Defendant's contention that the court erroneously denied his speedy trial motion is based largely on one adjournment of 33 days, from October 13, 1988, when the People announced that an indictment had been filed, to November 15, 1988, when defendant was arraigned on the indictment in Supreme Court. While the time between indictment and arraignment is ordinarily chargeable to the People (People v Correa, 77 N.Y.2d 930), the defendant did not merely acquiesce in the adjournment (see, People v Davis, 142 A.D.2d 931, lv denied 72 N.Y.2d 917), but specifically requested a date two weeks later than the one suggested by the court. By explicitly requesting a delay beyond the adjournment suggested by the court, defendant consented to what otherwise might have been includable time (People v Meierdiercks, 68 N.Y.2d 613). The court had concluded that 144 days (mistakenly computed as 143 days in its written decision) were chargeable, and since the People concede that an additional 18 days, from February 16, 1989 to March 6, 1989, are includable, the total chargeable time would thus be 162 days. At the very least, the 14 days beyond the date suggested by the court are excludable as time specifically requested by the defense (People v Gerstel, 134 A.D.2d 281). This would leave 19 includable days, bringing the total to 181 days.
However, the People correctly urge that the court erroneously charged them with the entire adjournment for the arraignment on the superseding indictment, from January 17, 1989 to February 16, 1989. Defense counsel rejected the court's suggested date of February 9, stating that he would be out of town, and requested February 16. It is not necessary that we determine whether the period from January 17 to February 9, 1989 is chargeable to the People, or excludable under People v Meierdiercks (supra). At least the seven-day period between February 9 and February 16 should not have been charged to the People because counsel requested the additional one-week delay (People v Gerstel, supra). Thus, the maximum time chargeable to the People is either 155 days, if the entire 33-day adjournment previously discussed is excludable, or 174 days, if 19 days of the 33-day adjournment are chargeable. By either calculation, no speedy trial violation occurred.

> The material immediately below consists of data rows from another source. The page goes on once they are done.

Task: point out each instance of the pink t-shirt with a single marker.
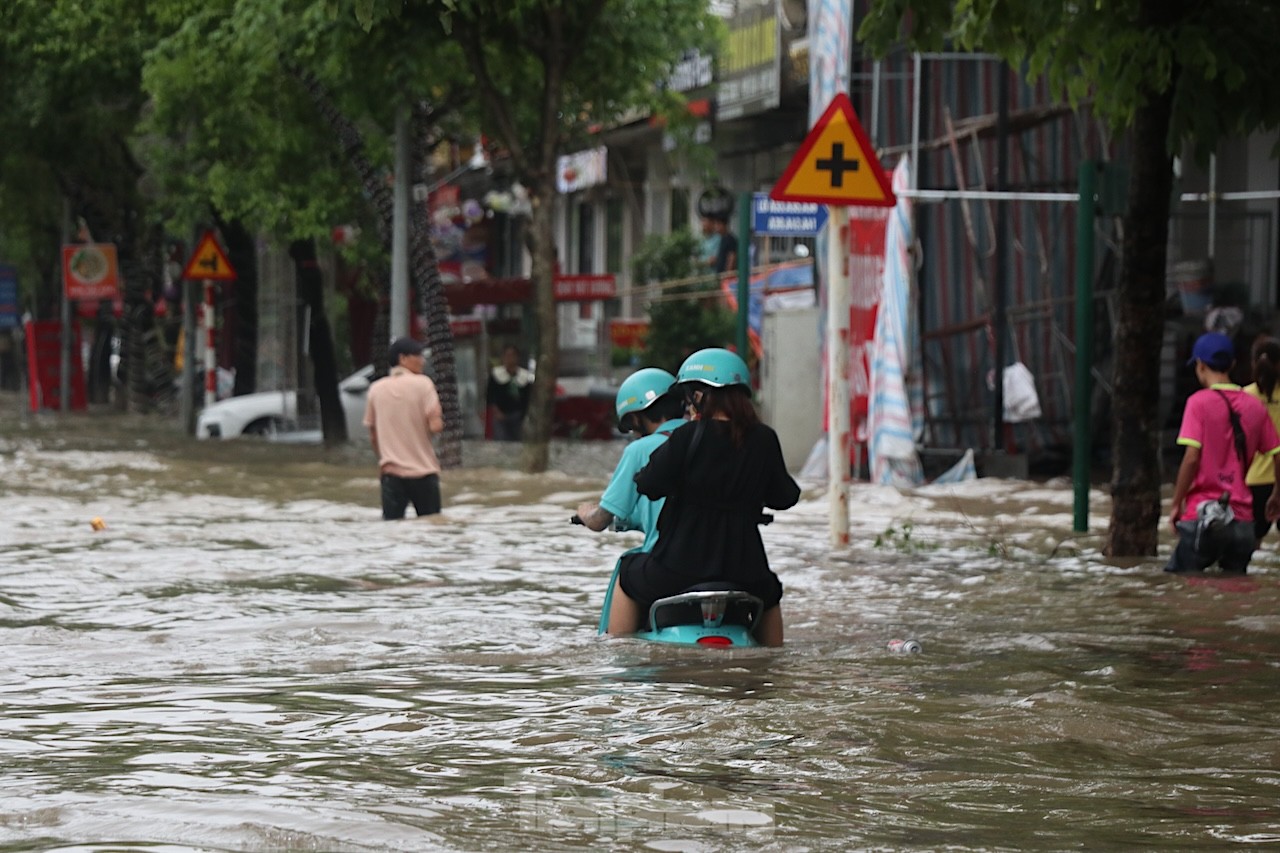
(1206, 424)
(402, 413)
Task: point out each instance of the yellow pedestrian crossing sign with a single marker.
(836, 164)
(209, 261)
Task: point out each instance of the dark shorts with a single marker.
(645, 580)
(1261, 495)
(1230, 550)
(424, 492)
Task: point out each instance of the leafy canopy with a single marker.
(1217, 58)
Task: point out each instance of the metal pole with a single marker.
(187, 398)
(64, 361)
(917, 69)
(1000, 281)
(1212, 204)
(209, 349)
(837, 374)
(400, 229)
(1080, 441)
(744, 272)
(874, 127)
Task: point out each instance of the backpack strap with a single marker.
(1242, 451)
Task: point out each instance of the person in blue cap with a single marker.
(645, 406)
(1223, 430)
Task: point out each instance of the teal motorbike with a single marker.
(717, 615)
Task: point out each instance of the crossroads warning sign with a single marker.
(836, 164)
(209, 261)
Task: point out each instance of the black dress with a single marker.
(708, 529)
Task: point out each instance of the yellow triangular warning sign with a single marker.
(836, 164)
(209, 261)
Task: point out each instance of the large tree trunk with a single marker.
(1136, 477)
(310, 282)
(536, 450)
(429, 290)
(430, 302)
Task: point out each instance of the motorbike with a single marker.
(718, 615)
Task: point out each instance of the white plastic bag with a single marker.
(1022, 402)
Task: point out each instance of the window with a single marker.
(585, 238)
(679, 209)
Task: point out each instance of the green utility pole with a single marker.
(1082, 452)
(744, 270)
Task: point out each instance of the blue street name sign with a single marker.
(772, 218)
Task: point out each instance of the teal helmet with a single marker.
(639, 391)
(717, 368)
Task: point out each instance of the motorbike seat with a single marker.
(741, 607)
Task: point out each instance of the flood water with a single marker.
(248, 658)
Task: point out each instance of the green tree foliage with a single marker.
(1173, 73)
(280, 115)
(547, 74)
(71, 104)
(686, 314)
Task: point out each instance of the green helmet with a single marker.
(639, 391)
(717, 368)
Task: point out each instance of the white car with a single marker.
(274, 414)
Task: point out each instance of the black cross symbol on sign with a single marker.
(837, 165)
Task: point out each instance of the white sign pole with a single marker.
(837, 374)
(210, 350)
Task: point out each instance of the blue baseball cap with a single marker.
(1215, 350)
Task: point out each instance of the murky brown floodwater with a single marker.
(247, 658)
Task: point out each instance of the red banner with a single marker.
(44, 366)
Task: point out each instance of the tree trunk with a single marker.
(424, 270)
(542, 406)
(1136, 477)
(430, 302)
(310, 282)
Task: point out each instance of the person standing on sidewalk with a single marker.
(1261, 477)
(510, 386)
(1223, 430)
(402, 414)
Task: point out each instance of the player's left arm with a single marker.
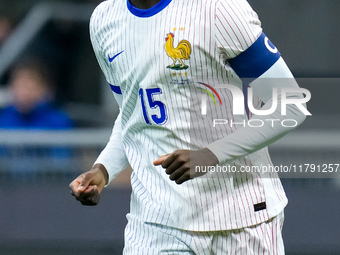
(270, 71)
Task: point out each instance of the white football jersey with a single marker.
(159, 62)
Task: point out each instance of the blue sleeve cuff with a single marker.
(255, 60)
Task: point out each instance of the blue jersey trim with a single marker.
(145, 13)
(116, 89)
(255, 60)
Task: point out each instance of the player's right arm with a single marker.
(87, 187)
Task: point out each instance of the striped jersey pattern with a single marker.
(157, 88)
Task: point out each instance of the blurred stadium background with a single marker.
(37, 214)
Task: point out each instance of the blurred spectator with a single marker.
(32, 106)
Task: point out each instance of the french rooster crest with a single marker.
(182, 52)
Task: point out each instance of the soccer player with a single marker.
(166, 61)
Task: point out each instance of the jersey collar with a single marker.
(146, 13)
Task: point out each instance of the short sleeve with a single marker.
(96, 23)
(237, 27)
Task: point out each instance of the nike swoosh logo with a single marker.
(111, 59)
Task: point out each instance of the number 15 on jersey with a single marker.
(149, 102)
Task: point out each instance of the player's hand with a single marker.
(180, 165)
(87, 187)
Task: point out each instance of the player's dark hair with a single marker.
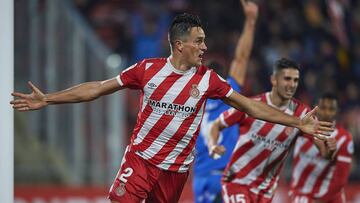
(285, 64)
(329, 95)
(181, 26)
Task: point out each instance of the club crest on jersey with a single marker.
(120, 190)
(194, 91)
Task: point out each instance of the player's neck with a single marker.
(277, 100)
(178, 63)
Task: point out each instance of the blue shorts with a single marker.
(207, 189)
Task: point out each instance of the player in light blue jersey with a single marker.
(208, 171)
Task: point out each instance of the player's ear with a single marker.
(179, 45)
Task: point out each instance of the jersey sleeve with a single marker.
(232, 82)
(231, 117)
(218, 87)
(132, 77)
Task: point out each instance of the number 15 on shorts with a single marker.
(237, 198)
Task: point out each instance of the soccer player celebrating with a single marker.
(208, 171)
(173, 95)
(315, 178)
(253, 171)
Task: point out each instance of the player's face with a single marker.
(286, 82)
(327, 109)
(194, 47)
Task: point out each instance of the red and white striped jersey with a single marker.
(319, 177)
(261, 148)
(171, 109)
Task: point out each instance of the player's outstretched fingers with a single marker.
(243, 2)
(313, 111)
(34, 88)
(18, 94)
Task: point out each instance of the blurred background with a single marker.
(71, 153)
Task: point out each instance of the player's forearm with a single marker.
(79, 93)
(243, 50)
(265, 112)
(215, 129)
(262, 111)
(321, 146)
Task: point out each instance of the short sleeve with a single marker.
(233, 84)
(132, 76)
(218, 87)
(231, 117)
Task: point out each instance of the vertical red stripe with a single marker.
(157, 95)
(305, 174)
(171, 144)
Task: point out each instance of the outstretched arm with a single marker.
(244, 45)
(262, 111)
(80, 93)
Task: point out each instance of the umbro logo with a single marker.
(152, 85)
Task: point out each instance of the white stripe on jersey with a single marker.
(174, 124)
(300, 166)
(258, 148)
(154, 116)
(119, 80)
(319, 163)
(188, 160)
(311, 179)
(344, 159)
(325, 184)
(243, 139)
(170, 159)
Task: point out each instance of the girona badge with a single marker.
(194, 91)
(120, 190)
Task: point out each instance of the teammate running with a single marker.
(173, 95)
(253, 171)
(208, 171)
(315, 178)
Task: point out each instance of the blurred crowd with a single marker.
(321, 35)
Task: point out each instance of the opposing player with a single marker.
(208, 171)
(319, 179)
(253, 171)
(173, 95)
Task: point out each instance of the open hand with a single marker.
(311, 126)
(250, 9)
(27, 102)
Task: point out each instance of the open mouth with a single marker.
(201, 56)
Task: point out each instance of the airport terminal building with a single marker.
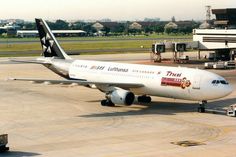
(221, 38)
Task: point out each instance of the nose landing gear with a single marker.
(201, 108)
(107, 102)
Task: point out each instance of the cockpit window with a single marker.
(219, 82)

Although we find no ground to reverse the defendant's conviction on speedy trial grounds, we find the sentence of 12 1/2 to 25 years for a $10 sale of cocaine to be unduly harsh (CPL 470.15 [c]). In People v Acosta ( 157 A.D.2d 485, lv denied 75 N.Y.2d 916), the defendant was sentenced to 12 1/2 to 25 years for criminal sale of a controlled substance in the third degree. We found that sentence for a single $10 drug sale excessive, and reduced it to 5 to 10 years. In People v Depass ( 168 A.D.2d 230, lv denied 77 N.Y.2d 876), we reduced to a term of 5 to 10 years, a sentence of 8 1/2 to 17 years for a $20 sale of crack. In People v Cowell ( 170 A.D.2d 343, lv denied 77 N.Y.2d 993), we reduced to a term of 5 to 10 years, a sentence of 8 to 16 years for selling two vials of crack. Although the amount of drugs sold by the defendant in this case was likewise very small, his extensive record of drug arrests resulting in seven misdemeanor and two felony convictions, and his arrest on a misdemeanor drug charge while the instant case was pending, demonstrates that the defendant is not entitled to that measure of leniency we granted to the defendants in the above-cited cases. Accordingly, in the exercise of our discretion in the interest of justice, defendant's sentence is modified to an indeterminate term of imprisonment of from 7 1/2 to 15 years, and the judgment is otherwise affirmed.
Concur — Carro, J.P., Wallach, Kassal and Rubin, JJ.